- Born: 19 August 1912 Montreal, Quebec, Canada
- Died: 5 September 1994 (aged 82)
- Areas: designer; comics creator; illustrator;
- Notable works: Les Petits Espiègles
- Awards: Prix Albert-Chartier

= Yvette Lapointe =

Canadian designer and comics creator

Yvette Lapointe (19 August 1912 – 5 September 1994) was a designer, known as a pioneer of Quebec comics, who made a career in comics and illustration from 1932 to 1943, then retired from publishing. She remains the first Quebec female comic book author, even though somewhat forgotten.

==Biography==
Yvette Lapointe was born 19 August 1912 in Montreal. In 1932, she launched herself into comics and illustration, drawing on the relations between men and women and everyday life in the periodical L'Illustration, where she contributed daily to the strip Pourquoi?. A year later, she began her most famous series in the pages of La Patrie: Les Petits Espiègles, whose heroes are "two rascals", Réal and his sister Mimi Pistache. The series ran from May to August 1933. Lapointe then returned to more adult content for Le Samedi and La Presse. At the same time, she was an illustrator and did advertising work.

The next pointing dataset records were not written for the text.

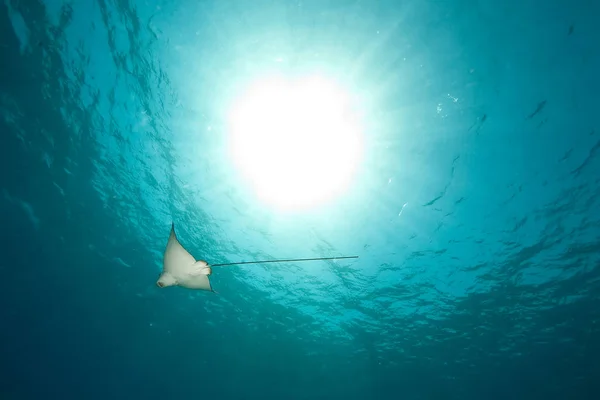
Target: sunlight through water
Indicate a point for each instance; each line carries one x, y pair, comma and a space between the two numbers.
296, 141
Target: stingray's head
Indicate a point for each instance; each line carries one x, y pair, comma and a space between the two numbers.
166, 279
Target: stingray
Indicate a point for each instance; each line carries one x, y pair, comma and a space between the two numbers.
180, 268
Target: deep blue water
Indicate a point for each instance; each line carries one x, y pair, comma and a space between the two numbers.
474, 211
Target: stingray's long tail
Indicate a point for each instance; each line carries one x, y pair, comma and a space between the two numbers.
290, 260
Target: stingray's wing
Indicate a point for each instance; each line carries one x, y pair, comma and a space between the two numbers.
177, 260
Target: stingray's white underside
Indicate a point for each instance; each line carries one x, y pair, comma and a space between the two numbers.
180, 268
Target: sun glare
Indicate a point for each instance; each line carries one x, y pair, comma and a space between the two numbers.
296, 141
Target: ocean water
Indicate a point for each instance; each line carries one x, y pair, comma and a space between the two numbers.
473, 210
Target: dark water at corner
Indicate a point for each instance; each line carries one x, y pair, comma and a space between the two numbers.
475, 214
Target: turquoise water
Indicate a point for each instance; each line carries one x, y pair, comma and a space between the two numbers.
473, 210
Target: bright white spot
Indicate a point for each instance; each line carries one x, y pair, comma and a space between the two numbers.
297, 142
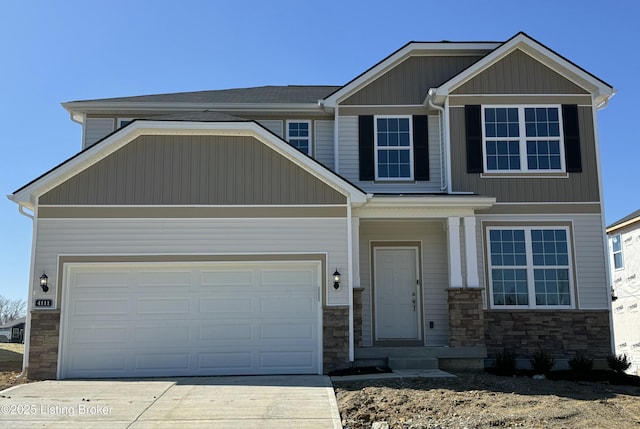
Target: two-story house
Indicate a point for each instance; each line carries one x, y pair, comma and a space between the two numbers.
624, 262
440, 208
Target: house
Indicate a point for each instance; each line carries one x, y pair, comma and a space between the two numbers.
440, 208
13, 331
624, 262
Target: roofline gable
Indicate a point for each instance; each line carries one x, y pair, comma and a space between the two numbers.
27, 196
600, 89
388, 63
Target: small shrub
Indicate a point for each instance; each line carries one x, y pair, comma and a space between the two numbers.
506, 363
581, 363
619, 363
542, 362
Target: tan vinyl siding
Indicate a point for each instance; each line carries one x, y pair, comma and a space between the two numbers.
193, 170
323, 143
519, 73
409, 81
198, 237
274, 125
433, 267
96, 129
577, 187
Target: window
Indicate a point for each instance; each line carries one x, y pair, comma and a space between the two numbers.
616, 248
529, 267
393, 148
522, 139
299, 135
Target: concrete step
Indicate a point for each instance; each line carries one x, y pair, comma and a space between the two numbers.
413, 363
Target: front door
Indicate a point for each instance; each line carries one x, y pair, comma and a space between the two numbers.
397, 293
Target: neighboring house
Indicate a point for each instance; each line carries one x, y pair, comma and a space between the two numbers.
455, 187
624, 261
13, 331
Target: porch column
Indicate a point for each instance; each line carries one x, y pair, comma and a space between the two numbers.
471, 252
455, 259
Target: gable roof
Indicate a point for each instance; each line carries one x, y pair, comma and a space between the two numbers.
262, 97
625, 221
411, 48
27, 195
594, 85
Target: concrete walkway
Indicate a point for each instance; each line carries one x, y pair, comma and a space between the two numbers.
200, 402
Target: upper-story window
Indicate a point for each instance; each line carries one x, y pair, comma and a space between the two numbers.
393, 148
529, 267
616, 248
299, 135
523, 139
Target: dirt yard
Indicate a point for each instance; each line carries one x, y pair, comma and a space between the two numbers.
10, 364
487, 401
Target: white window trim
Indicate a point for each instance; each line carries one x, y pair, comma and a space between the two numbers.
522, 139
376, 148
119, 122
301, 121
530, 267
613, 253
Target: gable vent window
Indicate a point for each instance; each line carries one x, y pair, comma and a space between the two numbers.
299, 135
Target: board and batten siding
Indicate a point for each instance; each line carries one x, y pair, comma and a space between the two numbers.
193, 237
588, 253
518, 73
408, 82
577, 187
193, 170
433, 266
323, 143
96, 129
349, 166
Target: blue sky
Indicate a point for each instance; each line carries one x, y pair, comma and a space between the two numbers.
53, 52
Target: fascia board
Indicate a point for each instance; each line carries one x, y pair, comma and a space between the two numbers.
28, 195
549, 58
399, 56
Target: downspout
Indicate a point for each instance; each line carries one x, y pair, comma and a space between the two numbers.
336, 162
443, 163
350, 264
27, 326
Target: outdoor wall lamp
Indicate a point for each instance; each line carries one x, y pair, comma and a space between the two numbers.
336, 279
43, 282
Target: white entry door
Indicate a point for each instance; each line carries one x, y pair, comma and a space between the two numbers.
397, 293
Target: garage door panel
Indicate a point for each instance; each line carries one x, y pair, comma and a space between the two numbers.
225, 304
97, 307
163, 306
233, 318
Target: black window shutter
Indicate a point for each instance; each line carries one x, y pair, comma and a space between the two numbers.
420, 148
365, 149
572, 155
473, 131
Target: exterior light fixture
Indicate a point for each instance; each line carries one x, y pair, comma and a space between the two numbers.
43, 282
336, 280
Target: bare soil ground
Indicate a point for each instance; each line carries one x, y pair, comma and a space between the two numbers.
10, 364
487, 401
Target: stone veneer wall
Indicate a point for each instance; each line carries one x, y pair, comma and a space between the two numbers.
335, 338
466, 317
357, 317
562, 333
43, 346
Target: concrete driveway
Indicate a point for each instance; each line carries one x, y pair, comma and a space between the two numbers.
206, 402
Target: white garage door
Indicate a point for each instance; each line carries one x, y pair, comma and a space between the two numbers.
172, 319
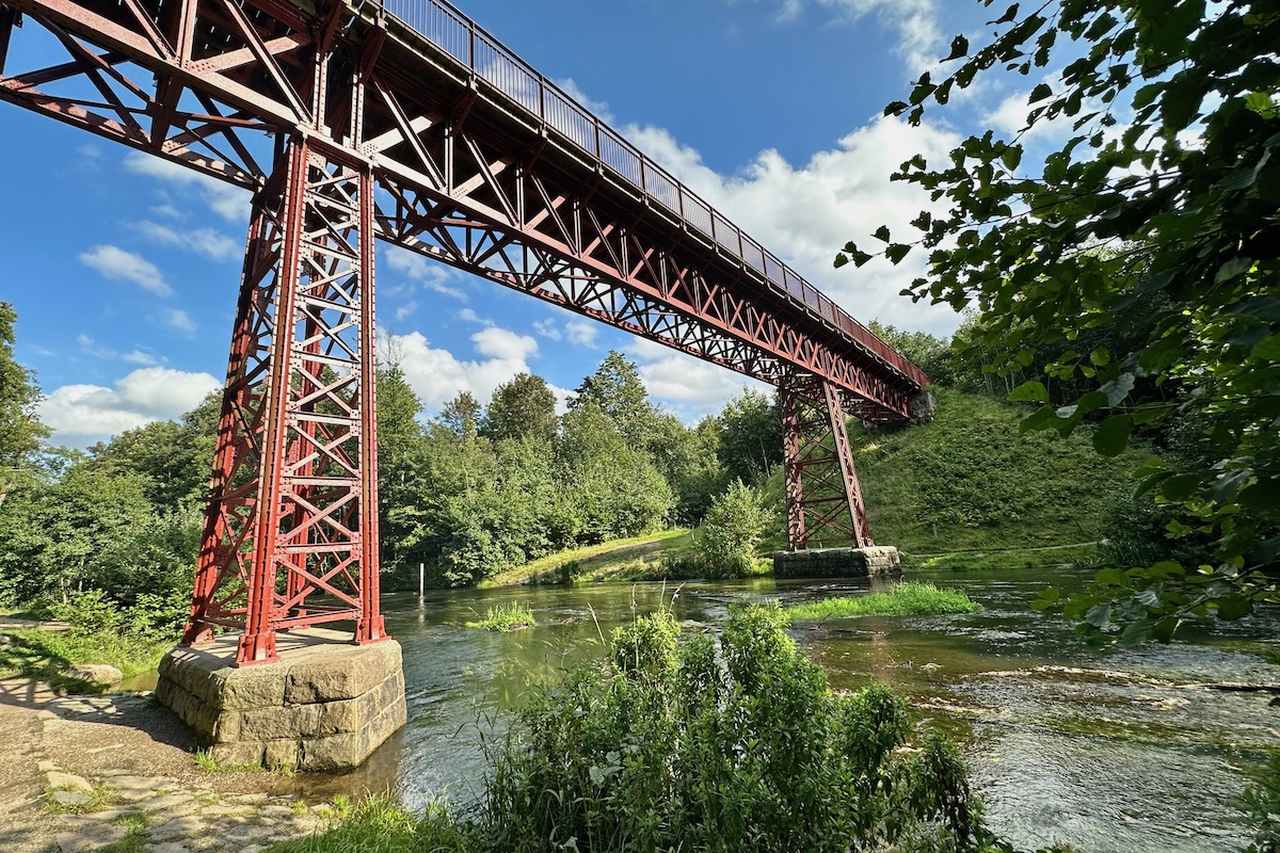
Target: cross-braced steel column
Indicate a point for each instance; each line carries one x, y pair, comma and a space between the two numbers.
824, 500
291, 536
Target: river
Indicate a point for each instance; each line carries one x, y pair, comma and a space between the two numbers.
1112, 751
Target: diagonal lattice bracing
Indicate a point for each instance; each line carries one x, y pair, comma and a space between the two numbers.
295, 544
823, 496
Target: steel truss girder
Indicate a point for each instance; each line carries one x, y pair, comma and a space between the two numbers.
291, 534
823, 496
263, 65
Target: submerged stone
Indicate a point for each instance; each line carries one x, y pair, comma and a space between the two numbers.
876, 561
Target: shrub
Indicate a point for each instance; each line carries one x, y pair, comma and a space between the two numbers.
663, 747
735, 525
903, 600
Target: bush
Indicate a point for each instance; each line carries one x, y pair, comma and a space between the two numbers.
666, 748
732, 530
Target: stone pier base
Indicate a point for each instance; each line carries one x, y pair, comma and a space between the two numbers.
880, 561
325, 705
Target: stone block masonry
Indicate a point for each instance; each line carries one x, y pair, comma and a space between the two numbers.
880, 561
325, 705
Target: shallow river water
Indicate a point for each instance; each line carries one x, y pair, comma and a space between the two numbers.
1119, 751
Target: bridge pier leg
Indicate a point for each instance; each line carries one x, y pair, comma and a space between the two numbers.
291, 533
824, 498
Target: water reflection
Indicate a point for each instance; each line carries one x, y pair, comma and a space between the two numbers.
1119, 751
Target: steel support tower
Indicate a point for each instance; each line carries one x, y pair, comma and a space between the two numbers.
405, 121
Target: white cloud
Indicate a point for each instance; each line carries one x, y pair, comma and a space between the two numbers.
179, 320
117, 264
599, 108
548, 329
92, 347
583, 332
430, 274
437, 375
685, 384
83, 414
469, 315
228, 201
202, 241
804, 214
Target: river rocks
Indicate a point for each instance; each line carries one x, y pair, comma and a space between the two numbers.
325, 705
839, 562
96, 674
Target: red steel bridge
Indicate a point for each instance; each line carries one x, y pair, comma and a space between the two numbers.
405, 121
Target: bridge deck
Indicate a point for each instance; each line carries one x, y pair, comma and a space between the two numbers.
458, 40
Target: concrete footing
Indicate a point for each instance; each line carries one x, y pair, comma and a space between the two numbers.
880, 561
325, 705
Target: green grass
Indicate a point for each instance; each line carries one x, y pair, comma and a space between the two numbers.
904, 600
380, 825
970, 480
49, 655
136, 839
592, 559
511, 616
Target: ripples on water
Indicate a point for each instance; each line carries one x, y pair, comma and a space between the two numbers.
1119, 751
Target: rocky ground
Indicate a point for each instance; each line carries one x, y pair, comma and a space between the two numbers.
118, 774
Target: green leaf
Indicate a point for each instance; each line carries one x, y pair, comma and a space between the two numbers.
1033, 391
959, 48
1010, 14
896, 252
1233, 607
1179, 487
1267, 349
1011, 156
1112, 436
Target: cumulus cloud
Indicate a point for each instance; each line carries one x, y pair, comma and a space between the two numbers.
82, 414
117, 264
583, 332
805, 213
429, 274
201, 241
688, 386
94, 349
228, 201
437, 375
179, 320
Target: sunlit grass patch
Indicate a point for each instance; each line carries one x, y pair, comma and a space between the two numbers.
904, 600
511, 616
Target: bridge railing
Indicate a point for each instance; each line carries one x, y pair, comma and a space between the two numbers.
462, 39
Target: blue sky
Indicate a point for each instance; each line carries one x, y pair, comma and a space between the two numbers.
123, 269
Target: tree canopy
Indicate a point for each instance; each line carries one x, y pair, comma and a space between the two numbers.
1152, 233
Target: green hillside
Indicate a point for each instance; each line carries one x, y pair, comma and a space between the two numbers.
972, 480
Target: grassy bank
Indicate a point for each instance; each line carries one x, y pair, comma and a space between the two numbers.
46, 655
904, 600
598, 561
970, 480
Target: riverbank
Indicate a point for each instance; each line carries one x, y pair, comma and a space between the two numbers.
118, 774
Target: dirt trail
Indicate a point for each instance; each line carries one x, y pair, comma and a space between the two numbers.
77, 772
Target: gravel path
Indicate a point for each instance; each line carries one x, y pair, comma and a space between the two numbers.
117, 772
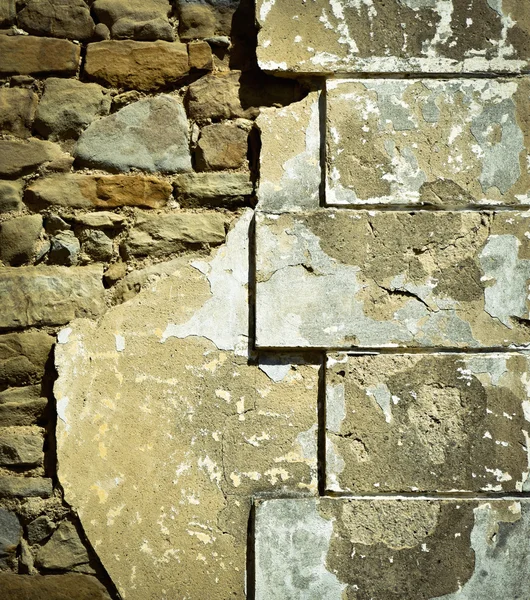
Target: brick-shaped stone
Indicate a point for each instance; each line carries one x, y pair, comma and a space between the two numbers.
383, 549
399, 423
340, 279
434, 142
393, 36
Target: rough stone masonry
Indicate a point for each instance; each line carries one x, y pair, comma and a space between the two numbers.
265, 319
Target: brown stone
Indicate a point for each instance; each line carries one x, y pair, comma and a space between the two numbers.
145, 66
102, 191
28, 55
17, 110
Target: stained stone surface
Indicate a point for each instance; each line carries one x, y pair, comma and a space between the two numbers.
340, 279
438, 142
338, 548
168, 372
290, 174
433, 36
428, 423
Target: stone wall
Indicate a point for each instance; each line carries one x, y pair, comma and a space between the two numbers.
265, 273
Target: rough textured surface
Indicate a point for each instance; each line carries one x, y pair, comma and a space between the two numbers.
444, 143
146, 66
427, 423
138, 136
215, 429
341, 279
392, 549
49, 295
433, 36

After her marriage in 1943, she ended her professional career and then raised four sons, all mathematicians. She died on 5 September 1994.

==Legacy==
In 2017, Lapointe's works were exhibited at the Quebec Francophone Comics Festival. In tribute to Lapointe's career, the Quebec Francophone Comics Festival gave the name Prix Yvette-Lapointe to a youth comic book prize.

==Awards==
- Posthumous award of the Prix Albert-Chartier.